Kern der Bestimmungen für die Stromdirektheizung sind die Absätze (1) und (2):
„(1) Eine Stromdirektheizung darf in einem zu errichtenden Gebäude zum Zweck der Inbetriebnahme nur eingebaut oder aufgestellt werden, wenn das Gebäude die Anforderungen an den baulichen Wärmeschutz nach den §§ 16 und 19 um mindestens 45 Prozent unterschreitet.
(2) Eine Stromdirektheizung darf in ein bestehendes Gebäude zum Zweck der Inbetriebnahme nur eingebaut oder aufgestellt werden, wenn das Gebäude die Anforderungen an den baulichen Wärmeschutz nach den §§ 16 und 19 um mindestens 30 Prozent unterschreitet. Wenn ein bestehendes Gebäude bereits über eine Heizungsanlage mit Wasser als Wärmeträger verfügt, ist der Einbau einer Stromdirektheizung nur zulässig, wenn das Gebäude die Anforderungen an den baulichen Wärmeschutz nach den §§ 16 und 19 um mindestens 45 Prozent unterschreitet. …“
Dazu kommen in den Absätzen (3) und (4) weitere Einschränkungen, z.B. bei Raumhöhen von mehr als 4 Metern.
Deutlich wird, dass der Gesetzgeber Stromheizungen nur bei gut gedämmten Gebäuden für sinnvoll hält. Doch was sind überhaupt Stromdirektheizungen? Hierzu gehören elektrische Fußbodenheizungen, Flächenspeicherheizungen, Konvektoren, sowie die Infrarotheizungen. Während die meisten dieser Heizungen allenfalls ein Nischendasein führen, sind Infrarotheizungen derzeit im Aufwind –zumindest wenn man ihren Vertretern glauben will.
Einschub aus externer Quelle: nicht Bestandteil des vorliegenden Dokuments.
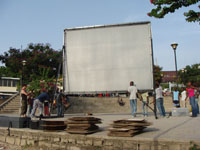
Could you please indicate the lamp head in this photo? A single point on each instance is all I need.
(174, 46)
(24, 62)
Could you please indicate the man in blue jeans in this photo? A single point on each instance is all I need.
(159, 99)
(38, 103)
(132, 90)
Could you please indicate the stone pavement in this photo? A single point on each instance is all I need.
(173, 133)
(173, 128)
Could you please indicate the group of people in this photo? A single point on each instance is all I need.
(190, 92)
(133, 95)
(29, 104)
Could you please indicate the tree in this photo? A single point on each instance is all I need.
(157, 73)
(37, 57)
(190, 73)
(170, 6)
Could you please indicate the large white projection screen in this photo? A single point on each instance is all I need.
(107, 58)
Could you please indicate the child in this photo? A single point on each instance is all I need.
(176, 98)
(145, 102)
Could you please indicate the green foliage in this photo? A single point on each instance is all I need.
(157, 74)
(165, 85)
(170, 6)
(190, 73)
(37, 56)
(42, 82)
(194, 147)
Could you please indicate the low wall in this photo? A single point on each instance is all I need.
(63, 141)
(108, 105)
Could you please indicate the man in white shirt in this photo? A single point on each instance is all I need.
(159, 99)
(132, 90)
(183, 97)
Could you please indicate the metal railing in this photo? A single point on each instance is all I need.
(7, 101)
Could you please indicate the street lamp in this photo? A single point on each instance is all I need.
(23, 64)
(174, 46)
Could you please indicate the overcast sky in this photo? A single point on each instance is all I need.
(43, 21)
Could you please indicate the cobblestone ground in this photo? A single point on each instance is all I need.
(6, 146)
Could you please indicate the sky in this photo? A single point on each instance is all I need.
(43, 21)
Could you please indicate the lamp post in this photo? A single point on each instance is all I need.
(23, 64)
(174, 46)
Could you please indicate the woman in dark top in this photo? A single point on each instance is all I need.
(24, 95)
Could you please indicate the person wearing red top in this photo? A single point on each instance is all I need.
(190, 93)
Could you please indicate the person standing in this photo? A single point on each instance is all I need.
(30, 103)
(132, 90)
(176, 98)
(24, 95)
(196, 94)
(59, 103)
(159, 99)
(38, 103)
(190, 93)
(145, 102)
(183, 97)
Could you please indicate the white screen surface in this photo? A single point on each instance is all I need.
(107, 58)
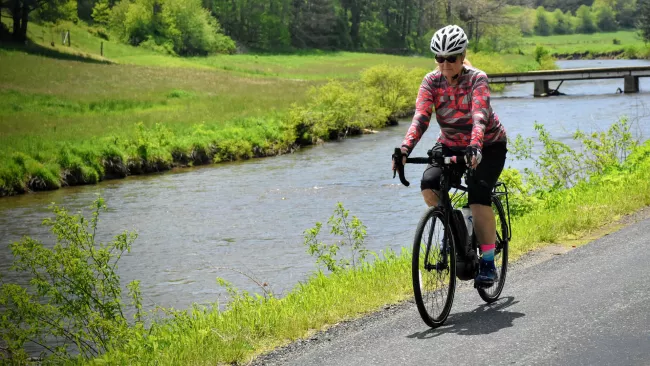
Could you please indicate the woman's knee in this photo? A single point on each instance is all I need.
(430, 197)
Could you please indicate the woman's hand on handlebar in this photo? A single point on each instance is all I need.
(473, 156)
(403, 161)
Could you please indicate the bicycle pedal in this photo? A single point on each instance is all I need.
(483, 285)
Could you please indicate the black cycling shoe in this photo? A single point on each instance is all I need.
(487, 275)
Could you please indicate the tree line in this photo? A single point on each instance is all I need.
(601, 15)
(196, 27)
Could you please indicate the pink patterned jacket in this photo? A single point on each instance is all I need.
(462, 111)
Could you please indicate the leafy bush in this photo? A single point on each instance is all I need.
(560, 167)
(392, 88)
(353, 234)
(181, 27)
(71, 301)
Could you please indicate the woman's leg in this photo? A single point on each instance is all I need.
(480, 188)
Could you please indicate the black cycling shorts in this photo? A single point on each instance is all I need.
(480, 186)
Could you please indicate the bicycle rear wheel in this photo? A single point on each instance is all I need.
(434, 267)
(492, 293)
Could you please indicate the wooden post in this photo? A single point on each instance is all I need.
(630, 84)
(541, 88)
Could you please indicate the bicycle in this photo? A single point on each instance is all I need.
(438, 260)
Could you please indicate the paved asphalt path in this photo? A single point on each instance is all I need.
(590, 306)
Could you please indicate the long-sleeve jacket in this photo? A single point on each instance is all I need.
(463, 111)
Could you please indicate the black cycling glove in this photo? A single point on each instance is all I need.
(472, 151)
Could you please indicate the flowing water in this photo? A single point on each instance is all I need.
(250, 215)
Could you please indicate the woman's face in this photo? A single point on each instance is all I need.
(450, 69)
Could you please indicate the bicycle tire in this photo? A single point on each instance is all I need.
(492, 293)
(428, 279)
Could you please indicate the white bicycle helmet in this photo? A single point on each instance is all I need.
(449, 40)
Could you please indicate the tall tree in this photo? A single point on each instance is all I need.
(586, 23)
(542, 24)
(643, 20)
(314, 24)
(626, 13)
(19, 11)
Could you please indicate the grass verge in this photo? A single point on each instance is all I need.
(621, 44)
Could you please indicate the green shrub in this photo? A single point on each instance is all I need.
(72, 295)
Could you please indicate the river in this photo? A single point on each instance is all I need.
(250, 215)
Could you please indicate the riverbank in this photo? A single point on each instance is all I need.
(74, 121)
(254, 325)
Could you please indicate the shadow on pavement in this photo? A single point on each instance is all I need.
(485, 319)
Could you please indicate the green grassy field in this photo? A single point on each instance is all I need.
(252, 325)
(56, 96)
(595, 44)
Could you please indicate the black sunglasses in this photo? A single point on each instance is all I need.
(451, 58)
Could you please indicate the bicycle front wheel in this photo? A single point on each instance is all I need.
(492, 293)
(434, 267)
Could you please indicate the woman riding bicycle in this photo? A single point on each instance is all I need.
(461, 97)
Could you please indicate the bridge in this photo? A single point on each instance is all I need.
(540, 79)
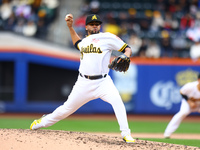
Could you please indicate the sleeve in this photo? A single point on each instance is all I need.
(76, 45)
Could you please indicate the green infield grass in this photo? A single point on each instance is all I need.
(111, 126)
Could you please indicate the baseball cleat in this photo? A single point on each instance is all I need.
(167, 136)
(129, 139)
(36, 124)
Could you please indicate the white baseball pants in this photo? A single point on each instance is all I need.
(86, 90)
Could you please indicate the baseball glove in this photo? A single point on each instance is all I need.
(120, 63)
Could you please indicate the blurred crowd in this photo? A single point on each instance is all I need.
(153, 28)
(28, 17)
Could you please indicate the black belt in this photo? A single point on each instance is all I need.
(93, 77)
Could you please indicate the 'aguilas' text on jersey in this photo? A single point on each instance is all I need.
(91, 49)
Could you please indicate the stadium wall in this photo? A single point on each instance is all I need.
(39, 81)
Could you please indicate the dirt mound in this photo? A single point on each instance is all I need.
(20, 139)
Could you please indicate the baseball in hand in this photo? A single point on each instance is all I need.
(68, 16)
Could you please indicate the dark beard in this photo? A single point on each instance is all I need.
(92, 32)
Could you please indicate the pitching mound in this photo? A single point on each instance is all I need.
(20, 139)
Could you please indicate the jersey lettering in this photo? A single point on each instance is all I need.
(91, 49)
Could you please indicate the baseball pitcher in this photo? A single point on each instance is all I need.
(93, 81)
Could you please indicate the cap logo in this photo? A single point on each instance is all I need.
(94, 17)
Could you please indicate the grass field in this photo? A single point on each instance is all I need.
(111, 126)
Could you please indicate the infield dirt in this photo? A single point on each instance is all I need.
(25, 139)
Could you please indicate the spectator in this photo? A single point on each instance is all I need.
(169, 22)
(6, 10)
(187, 21)
(166, 47)
(30, 29)
(143, 48)
(157, 22)
(153, 50)
(195, 51)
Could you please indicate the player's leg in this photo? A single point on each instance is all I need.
(177, 118)
(76, 99)
(109, 93)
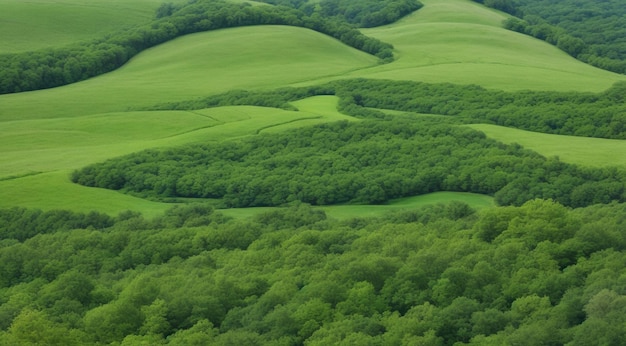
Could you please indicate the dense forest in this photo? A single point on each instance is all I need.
(544, 267)
(442, 275)
(592, 31)
(366, 162)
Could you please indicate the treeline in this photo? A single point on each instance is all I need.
(590, 31)
(536, 274)
(363, 13)
(55, 67)
(368, 162)
(601, 115)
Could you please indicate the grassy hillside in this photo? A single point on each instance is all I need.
(32, 25)
(194, 66)
(460, 41)
(46, 134)
(596, 152)
(38, 155)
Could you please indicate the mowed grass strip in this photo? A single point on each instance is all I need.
(342, 212)
(459, 41)
(595, 152)
(38, 24)
(261, 57)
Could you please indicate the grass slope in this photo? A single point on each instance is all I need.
(37, 156)
(38, 24)
(193, 66)
(597, 152)
(460, 41)
(45, 134)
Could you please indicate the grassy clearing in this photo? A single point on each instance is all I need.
(38, 24)
(37, 155)
(597, 152)
(194, 66)
(459, 41)
(53, 190)
(342, 212)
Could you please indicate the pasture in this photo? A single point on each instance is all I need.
(585, 151)
(38, 155)
(40, 24)
(46, 134)
(193, 66)
(459, 41)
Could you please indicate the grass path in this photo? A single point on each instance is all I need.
(343, 212)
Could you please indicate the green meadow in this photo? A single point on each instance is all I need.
(38, 24)
(46, 134)
(596, 152)
(459, 41)
(193, 66)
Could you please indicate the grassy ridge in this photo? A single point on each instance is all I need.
(33, 25)
(38, 155)
(193, 66)
(597, 152)
(462, 42)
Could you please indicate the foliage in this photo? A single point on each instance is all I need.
(600, 115)
(539, 273)
(366, 162)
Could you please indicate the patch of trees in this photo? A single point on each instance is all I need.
(536, 274)
(363, 13)
(590, 31)
(368, 162)
(55, 67)
(601, 115)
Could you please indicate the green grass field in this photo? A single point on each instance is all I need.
(342, 212)
(459, 41)
(37, 24)
(38, 155)
(193, 66)
(596, 152)
(46, 134)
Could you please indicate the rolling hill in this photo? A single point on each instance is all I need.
(60, 129)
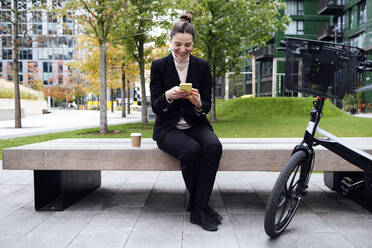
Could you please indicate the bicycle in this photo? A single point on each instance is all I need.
(322, 69)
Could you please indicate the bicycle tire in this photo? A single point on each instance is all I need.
(293, 194)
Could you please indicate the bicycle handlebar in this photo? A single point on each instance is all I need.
(365, 66)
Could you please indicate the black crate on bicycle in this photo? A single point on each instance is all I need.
(320, 68)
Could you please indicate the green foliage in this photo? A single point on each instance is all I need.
(349, 102)
(240, 118)
(238, 109)
(226, 28)
(7, 91)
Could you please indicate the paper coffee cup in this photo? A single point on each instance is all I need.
(136, 139)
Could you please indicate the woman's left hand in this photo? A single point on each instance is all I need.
(194, 98)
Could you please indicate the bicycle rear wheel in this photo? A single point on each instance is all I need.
(286, 195)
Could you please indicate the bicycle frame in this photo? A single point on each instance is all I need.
(350, 153)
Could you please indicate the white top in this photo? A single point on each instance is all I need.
(182, 67)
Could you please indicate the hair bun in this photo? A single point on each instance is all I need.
(186, 18)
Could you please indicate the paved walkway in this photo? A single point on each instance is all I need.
(147, 209)
(62, 120)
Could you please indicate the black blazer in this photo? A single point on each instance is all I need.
(163, 77)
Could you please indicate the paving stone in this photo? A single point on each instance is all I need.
(22, 221)
(250, 232)
(324, 240)
(7, 240)
(108, 229)
(162, 229)
(57, 231)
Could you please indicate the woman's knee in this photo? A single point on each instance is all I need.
(214, 146)
(190, 153)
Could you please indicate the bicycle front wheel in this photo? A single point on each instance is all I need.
(286, 195)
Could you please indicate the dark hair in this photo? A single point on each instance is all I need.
(184, 25)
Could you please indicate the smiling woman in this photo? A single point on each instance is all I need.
(181, 127)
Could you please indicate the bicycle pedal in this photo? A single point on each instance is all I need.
(347, 185)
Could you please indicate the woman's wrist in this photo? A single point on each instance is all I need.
(168, 96)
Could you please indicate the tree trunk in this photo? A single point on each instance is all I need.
(17, 94)
(103, 95)
(123, 91)
(128, 97)
(112, 100)
(141, 64)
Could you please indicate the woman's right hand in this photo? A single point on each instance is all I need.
(176, 93)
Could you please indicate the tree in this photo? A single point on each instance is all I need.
(88, 65)
(142, 17)
(98, 19)
(226, 28)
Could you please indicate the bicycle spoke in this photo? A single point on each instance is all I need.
(294, 175)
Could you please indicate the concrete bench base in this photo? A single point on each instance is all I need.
(67, 169)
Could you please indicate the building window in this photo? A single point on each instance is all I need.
(31, 67)
(25, 54)
(22, 4)
(52, 28)
(295, 7)
(25, 42)
(7, 41)
(38, 2)
(52, 17)
(20, 67)
(47, 67)
(67, 18)
(340, 23)
(357, 40)
(295, 28)
(362, 12)
(351, 19)
(6, 4)
(37, 17)
(7, 53)
(5, 28)
(5, 16)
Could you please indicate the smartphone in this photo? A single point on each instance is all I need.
(186, 86)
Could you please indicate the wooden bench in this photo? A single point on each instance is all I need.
(67, 169)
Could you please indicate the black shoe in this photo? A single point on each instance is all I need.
(190, 206)
(214, 215)
(201, 218)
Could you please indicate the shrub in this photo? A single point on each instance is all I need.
(7, 91)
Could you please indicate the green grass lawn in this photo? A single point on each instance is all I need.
(239, 118)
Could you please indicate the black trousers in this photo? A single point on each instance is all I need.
(199, 151)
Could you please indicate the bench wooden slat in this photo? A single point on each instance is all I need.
(265, 154)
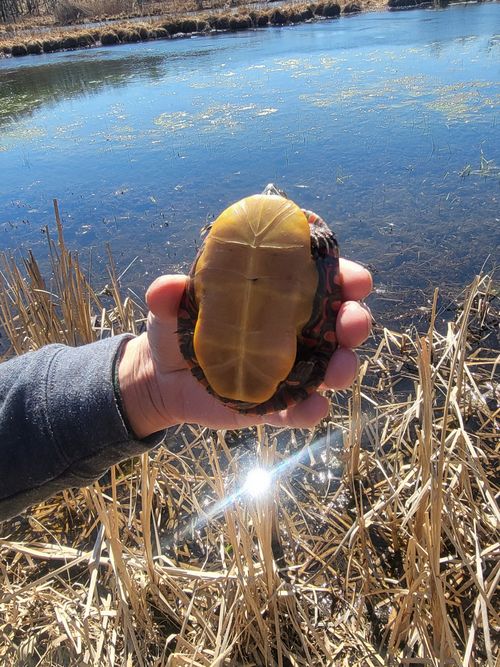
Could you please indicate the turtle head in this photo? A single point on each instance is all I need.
(272, 189)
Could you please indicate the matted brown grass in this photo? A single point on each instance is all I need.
(376, 545)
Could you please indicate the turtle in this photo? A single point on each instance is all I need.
(256, 321)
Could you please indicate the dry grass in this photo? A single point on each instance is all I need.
(22, 39)
(377, 544)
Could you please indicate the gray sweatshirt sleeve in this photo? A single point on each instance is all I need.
(60, 423)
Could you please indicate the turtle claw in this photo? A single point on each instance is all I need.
(272, 189)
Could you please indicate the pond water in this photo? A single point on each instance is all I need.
(386, 124)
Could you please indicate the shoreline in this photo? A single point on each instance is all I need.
(132, 30)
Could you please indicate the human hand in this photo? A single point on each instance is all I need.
(158, 389)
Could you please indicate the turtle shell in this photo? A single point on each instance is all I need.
(256, 322)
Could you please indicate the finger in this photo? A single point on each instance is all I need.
(342, 369)
(357, 281)
(164, 294)
(163, 297)
(354, 323)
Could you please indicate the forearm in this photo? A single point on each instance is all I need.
(60, 423)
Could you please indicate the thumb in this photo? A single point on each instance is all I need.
(163, 298)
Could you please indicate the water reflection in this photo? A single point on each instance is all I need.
(386, 124)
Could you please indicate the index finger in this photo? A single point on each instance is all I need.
(357, 281)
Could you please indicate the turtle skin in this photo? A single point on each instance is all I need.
(315, 344)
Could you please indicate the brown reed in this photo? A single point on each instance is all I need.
(376, 545)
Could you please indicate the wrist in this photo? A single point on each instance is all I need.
(140, 396)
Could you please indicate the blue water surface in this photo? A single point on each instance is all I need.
(386, 124)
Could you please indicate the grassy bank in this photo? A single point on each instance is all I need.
(377, 544)
(21, 41)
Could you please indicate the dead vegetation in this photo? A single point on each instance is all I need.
(377, 543)
(19, 41)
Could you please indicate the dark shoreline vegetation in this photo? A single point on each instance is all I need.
(193, 24)
(377, 545)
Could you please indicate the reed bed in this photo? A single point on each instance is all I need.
(175, 23)
(376, 542)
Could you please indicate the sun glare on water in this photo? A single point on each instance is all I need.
(258, 482)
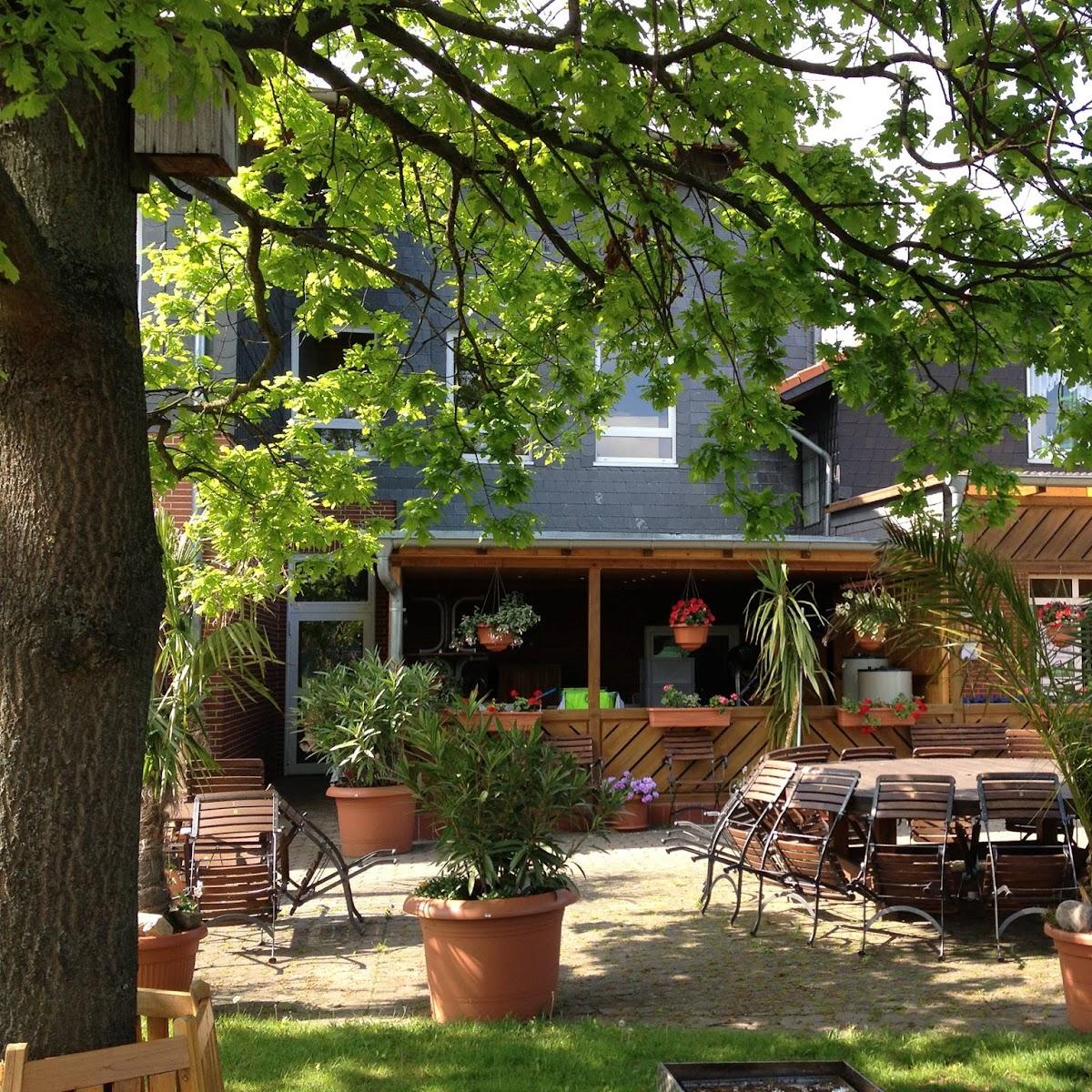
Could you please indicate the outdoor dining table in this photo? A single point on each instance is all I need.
(965, 770)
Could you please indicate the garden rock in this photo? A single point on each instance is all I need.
(1075, 916)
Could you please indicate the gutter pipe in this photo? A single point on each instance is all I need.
(394, 612)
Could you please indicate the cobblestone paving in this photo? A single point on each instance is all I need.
(636, 948)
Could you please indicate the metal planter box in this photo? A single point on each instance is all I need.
(762, 1077)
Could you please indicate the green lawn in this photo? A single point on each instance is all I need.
(420, 1057)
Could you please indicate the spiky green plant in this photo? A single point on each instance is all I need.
(780, 622)
(191, 656)
(956, 593)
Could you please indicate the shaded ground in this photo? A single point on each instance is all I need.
(636, 948)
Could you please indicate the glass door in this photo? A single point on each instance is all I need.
(330, 625)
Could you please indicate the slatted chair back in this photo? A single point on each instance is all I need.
(923, 880)
(806, 754)
(866, 753)
(233, 775)
(809, 868)
(1026, 743)
(986, 740)
(234, 849)
(951, 752)
(181, 1054)
(1022, 878)
(693, 764)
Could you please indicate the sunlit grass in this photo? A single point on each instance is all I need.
(420, 1057)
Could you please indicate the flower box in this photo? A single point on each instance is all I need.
(703, 716)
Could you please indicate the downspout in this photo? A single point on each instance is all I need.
(394, 612)
(829, 484)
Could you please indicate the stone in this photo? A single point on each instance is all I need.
(153, 925)
(1074, 916)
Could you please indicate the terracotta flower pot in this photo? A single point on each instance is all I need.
(374, 818)
(689, 638)
(869, 643)
(492, 642)
(703, 716)
(492, 958)
(1075, 955)
(632, 816)
(167, 962)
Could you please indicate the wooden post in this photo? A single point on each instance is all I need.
(594, 632)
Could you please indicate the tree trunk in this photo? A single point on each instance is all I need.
(80, 579)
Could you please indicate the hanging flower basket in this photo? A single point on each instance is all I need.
(491, 640)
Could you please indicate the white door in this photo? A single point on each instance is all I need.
(327, 626)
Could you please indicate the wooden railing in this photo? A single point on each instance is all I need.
(626, 741)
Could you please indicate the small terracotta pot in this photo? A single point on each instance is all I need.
(374, 818)
(167, 962)
(632, 816)
(1075, 955)
(703, 716)
(492, 642)
(492, 958)
(689, 638)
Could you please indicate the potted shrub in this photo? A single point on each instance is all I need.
(681, 710)
(637, 794)
(190, 655)
(691, 620)
(868, 612)
(500, 628)
(958, 594)
(866, 715)
(780, 622)
(1062, 622)
(491, 917)
(356, 718)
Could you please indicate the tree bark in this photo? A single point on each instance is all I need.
(80, 579)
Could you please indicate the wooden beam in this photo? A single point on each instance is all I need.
(594, 659)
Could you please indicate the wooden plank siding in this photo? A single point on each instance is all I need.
(626, 741)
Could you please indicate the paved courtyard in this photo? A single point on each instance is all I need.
(634, 948)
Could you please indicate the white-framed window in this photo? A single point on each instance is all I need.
(636, 434)
(1057, 393)
(462, 383)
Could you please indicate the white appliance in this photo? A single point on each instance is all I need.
(885, 683)
(850, 670)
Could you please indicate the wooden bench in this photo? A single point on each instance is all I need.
(986, 740)
(180, 1054)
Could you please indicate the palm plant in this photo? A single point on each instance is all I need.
(780, 621)
(191, 656)
(956, 593)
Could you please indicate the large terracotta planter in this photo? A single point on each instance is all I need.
(371, 819)
(632, 816)
(689, 638)
(167, 962)
(1075, 955)
(494, 958)
(704, 716)
(492, 642)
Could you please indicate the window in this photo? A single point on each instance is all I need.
(312, 358)
(813, 473)
(636, 434)
(1051, 387)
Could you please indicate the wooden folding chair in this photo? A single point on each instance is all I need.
(800, 857)
(805, 754)
(866, 753)
(1024, 878)
(180, 1054)
(921, 880)
(234, 858)
(687, 754)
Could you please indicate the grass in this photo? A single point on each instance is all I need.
(399, 1057)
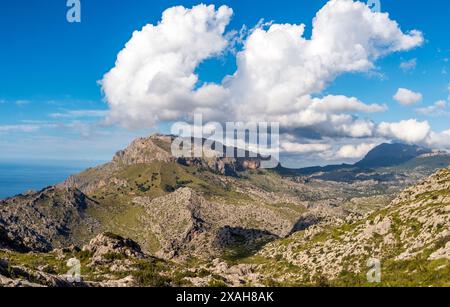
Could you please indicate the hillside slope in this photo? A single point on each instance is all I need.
(410, 237)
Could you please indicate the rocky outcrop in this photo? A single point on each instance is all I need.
(44, 220)
(415, 225)
(106, 247)
(145, 151)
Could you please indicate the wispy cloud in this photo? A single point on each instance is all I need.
(408, 65)
(79, 114)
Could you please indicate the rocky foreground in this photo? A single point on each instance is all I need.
(222, 222)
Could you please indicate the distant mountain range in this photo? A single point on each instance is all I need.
(385, 158)
(224, 221)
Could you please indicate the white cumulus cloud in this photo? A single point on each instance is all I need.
(407, 97)
(355, 151)
(410, 131)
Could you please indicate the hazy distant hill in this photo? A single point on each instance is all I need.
(390, 155)
(209, 220)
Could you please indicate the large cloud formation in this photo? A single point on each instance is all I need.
(280, 73)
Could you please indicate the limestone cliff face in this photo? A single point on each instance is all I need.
(44, 220)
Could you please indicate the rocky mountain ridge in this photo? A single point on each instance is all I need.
(192, 223)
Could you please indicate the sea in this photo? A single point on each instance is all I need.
(17, 177)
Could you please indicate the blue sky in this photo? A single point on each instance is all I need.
(50, 68)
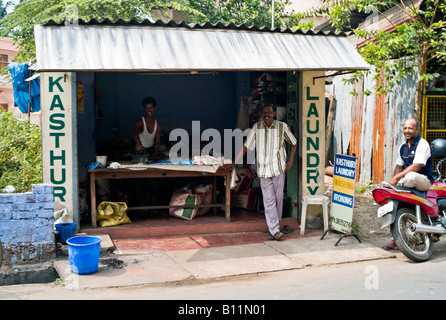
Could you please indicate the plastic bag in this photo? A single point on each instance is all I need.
(181, 198)
(112, 214)
(205, 194)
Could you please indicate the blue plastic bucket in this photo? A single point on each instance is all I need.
(83, 254)
(66, 231)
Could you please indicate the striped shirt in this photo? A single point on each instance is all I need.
(269, 144)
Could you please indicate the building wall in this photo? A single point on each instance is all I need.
(26, 225)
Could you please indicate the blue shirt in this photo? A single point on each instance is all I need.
(408, 155)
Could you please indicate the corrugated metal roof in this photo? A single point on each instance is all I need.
(157, 46)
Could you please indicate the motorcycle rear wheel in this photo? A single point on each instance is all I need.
(415, 246)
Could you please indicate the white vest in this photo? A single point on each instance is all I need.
(147, 139)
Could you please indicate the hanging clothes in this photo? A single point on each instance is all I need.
(19, 73)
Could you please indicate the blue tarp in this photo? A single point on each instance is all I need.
(20, 72)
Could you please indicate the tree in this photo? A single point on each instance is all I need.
(408, 49)
(19, 24)
(20, 153)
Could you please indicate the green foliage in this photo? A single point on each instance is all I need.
(405, 50)
(20, 153)
(19, 24)
(249, 12)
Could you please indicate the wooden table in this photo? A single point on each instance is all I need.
(124, 173)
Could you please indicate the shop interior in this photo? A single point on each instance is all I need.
(109, 103)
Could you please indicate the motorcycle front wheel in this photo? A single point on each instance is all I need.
(416, 246)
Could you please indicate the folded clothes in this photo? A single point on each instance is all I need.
(95, 165)
(173, 161)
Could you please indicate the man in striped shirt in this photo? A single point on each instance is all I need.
(268, 138)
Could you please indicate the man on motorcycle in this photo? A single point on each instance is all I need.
(414, 163)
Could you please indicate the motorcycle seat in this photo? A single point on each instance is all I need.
(419, 193)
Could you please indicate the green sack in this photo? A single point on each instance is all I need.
(112, 214)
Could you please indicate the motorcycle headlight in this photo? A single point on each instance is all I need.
(381, 196)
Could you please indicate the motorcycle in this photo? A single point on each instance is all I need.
(417, 219)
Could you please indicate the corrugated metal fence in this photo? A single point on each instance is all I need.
(370, 127)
Infrarotheizungen sind Strahlungswärme-Heizungen, die ihren Betriebsstrom fast 1zu1 in Wärmestrahlung umwandeln. Diese Strahlung erwärmt die Objekte in einem Raum (Menschen, Möbel etc.), nicht aber direkt die Luft, die nur indirekt durch den Wärmeaustausch mit den Objekten erwärmt wird. Dadurch, dass alle Objekte relativ gleichmäßig angestrahlt werden, ergibt sich weniger Thermik im Raum, und damit weniger aufgewirbelter Staub. Infrarotheizungen lassen sich einfach installieren, in dem man sie an den entsprechenden Befestigungshaken unter die Decke oder an die Wand hängt. Stecker dann in die Steckdose, und fertig ist die Heizungsmontage.
Wichtig ist, dass die Infrarotheizkörper nicht durch Gardinen/Vorhänge oder durch Objekte wie Schränke verstellt werden. Im Vergleich mit anderen Elektroheizungen verbraucht die Infrarot-Technik deutlich weniger Strom. So weit, so gut.
Eigentlich könnte man nun in aller Ruhe die Vorteile der Infrarotheizung gegenüber den Nachteilen abwiegen, und dem gegenüber andere GEG-Heizungstechniken stellen. Doch derzeit läuft eine Propaganda-Kampagne Pro-Infrarotheizung, die sich zugleich lautstark gegen die Wärmepumpe richtet, und mit teils obskuren Argumenten jede ausgewogene Perspektive vernebelt.
Da wird von der Infrarotheizung als einer vergessenen Alternative zur Wärmepumpe fabuliert, obgleich Infrarotheizungen in jedem größeren Baumarkt problemlos erhältlich sind. Da berichten Leute von teilweise märchenhaft geringen Heizkosten. Andere sprechen von solarelektrischer Vollversorgung mittels Infrarotheizungen (und Brauchwasser-Wärmepumpen), ohne zu erwähnen, dass dieses eigentlich nur im Sommerhalbjahr gut funktioniert. Im heiz-entscheidenden Winterhalbjahr hat aber die PV eher Pause, so dass der Wind übernehmen muss – doch „wind-elektrische Vollversorgung“ hört sich für den Eigenheim-Besitzer natürlich nicht so attraktiv an.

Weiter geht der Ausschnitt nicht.